Steve Threefall bajó la escalera de madera que llevaba a la calle con toda la alegría mental que le permitía su cuerpo, abrasado en su interior por el licor blanco y en su exterior por un día entero de carrera en el desierto calcinante.

Que el juez le hubiera vaciado hasta el último centavo de los bolsillos le preocupaba poco. Sabía bien que la justicia se comportaba así en todas partes con el de fuera, y la mayor parte de su dinero lo esperaba todavía en manos del propietario del hotel de Whitetufts. Se había librado de una condena de cárcel y podía considerarse afortunado. Mandaría un telegrama a Harris para que le enviase parte de su dinero, esperaría a que reparasen el Ford y luego volvería a Whitetufts, aunque esta vez no lo haría con la dieta del whisky.

«¡Nada de eso!», le gritó una voz en el oído.

Dio un respingo y luego se rio de sus nervios, crispados por el alcohol. Aquellas palabras no eran para él. A su lado, en un rellano de la escalera, había una ventana abierta y, frente a ella, al otro lado de un callejón estrecho, quedaba la ventana, también abierta, de otro edificio. La segunda correspondía a una oficina en la que dos hombres, sentados cara a cara ante un escritorio, se miraban.

Uno de ellos, de mediana edad y bien fornido, llevaba un traje de paño fino, del cual sobresalía la barriga, cubierta por un chaleco blanco. Estaba rojo de ira. El hombre encarado a él era más joven, quizá de unos treinta años, llevaba un bigote corto y oscuro, tenía los rasgos esculpidos y un cabello moreno satinado. Cubría su delgado cuerpo de atleta con un inmaculado traje gris, camisa gris, corbata gris y plata, y delante de él, sobre la mesa, tenía un sombrero de panamá con la cinta gris. En contraste con la rojez del otro, este tenía la cara blanca.

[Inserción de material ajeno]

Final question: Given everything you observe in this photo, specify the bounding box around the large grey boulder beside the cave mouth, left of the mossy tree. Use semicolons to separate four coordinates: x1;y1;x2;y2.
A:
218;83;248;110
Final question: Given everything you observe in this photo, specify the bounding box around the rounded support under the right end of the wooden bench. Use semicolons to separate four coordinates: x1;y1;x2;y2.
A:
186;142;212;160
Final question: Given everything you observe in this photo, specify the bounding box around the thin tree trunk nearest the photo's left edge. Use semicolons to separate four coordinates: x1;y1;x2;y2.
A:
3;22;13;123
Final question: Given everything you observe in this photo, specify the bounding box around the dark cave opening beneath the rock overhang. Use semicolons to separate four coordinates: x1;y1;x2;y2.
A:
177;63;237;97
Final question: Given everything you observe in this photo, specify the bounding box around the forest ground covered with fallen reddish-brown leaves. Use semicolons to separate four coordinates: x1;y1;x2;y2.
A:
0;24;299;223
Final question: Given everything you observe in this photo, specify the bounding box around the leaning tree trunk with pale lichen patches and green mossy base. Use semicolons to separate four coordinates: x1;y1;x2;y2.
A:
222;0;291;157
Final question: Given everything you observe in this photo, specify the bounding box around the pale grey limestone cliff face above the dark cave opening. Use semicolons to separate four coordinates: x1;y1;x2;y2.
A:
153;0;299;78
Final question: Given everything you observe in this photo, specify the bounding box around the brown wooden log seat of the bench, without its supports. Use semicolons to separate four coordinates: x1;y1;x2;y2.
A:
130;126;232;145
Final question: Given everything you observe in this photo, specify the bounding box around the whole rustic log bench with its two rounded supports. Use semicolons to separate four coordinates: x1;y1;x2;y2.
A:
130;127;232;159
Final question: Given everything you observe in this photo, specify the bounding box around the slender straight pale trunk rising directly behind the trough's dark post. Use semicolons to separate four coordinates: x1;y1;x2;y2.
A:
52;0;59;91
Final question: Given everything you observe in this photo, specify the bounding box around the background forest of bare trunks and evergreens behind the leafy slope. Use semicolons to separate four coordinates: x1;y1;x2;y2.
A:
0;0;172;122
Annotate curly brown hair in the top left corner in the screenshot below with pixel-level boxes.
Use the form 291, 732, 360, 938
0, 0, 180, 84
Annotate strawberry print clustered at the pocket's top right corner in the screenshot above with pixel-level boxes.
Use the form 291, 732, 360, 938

El fortachón dijo algo: una docena de palabras en un tono tan bajo que Steve no llegó a entenderlas.

El más joven golpeó con saña al que acababa de hablar con la mano abierta, una mano que a continuación voló hasta la chaqueta de su dueño, de donde sacó una pistola automática de cañón corto.

—Bola de sebo —gritó el joven, con voz sibilante—. Como te metas en esto, te arruinaré el chaleco.

Golpeó el protuberante chaleco con su automática y se rio en la cara fea y rolliza del tipo musculoso; al reírse una amenaza chispeó en su dentadura impecable y en la oscura hendidura de sus ojos. Luego cogió el sombrero, se echó la pistola al bolsillo y desapareció de la vista de Steve. El gordo se sentó.

Steve siguió bajando hacia la calle.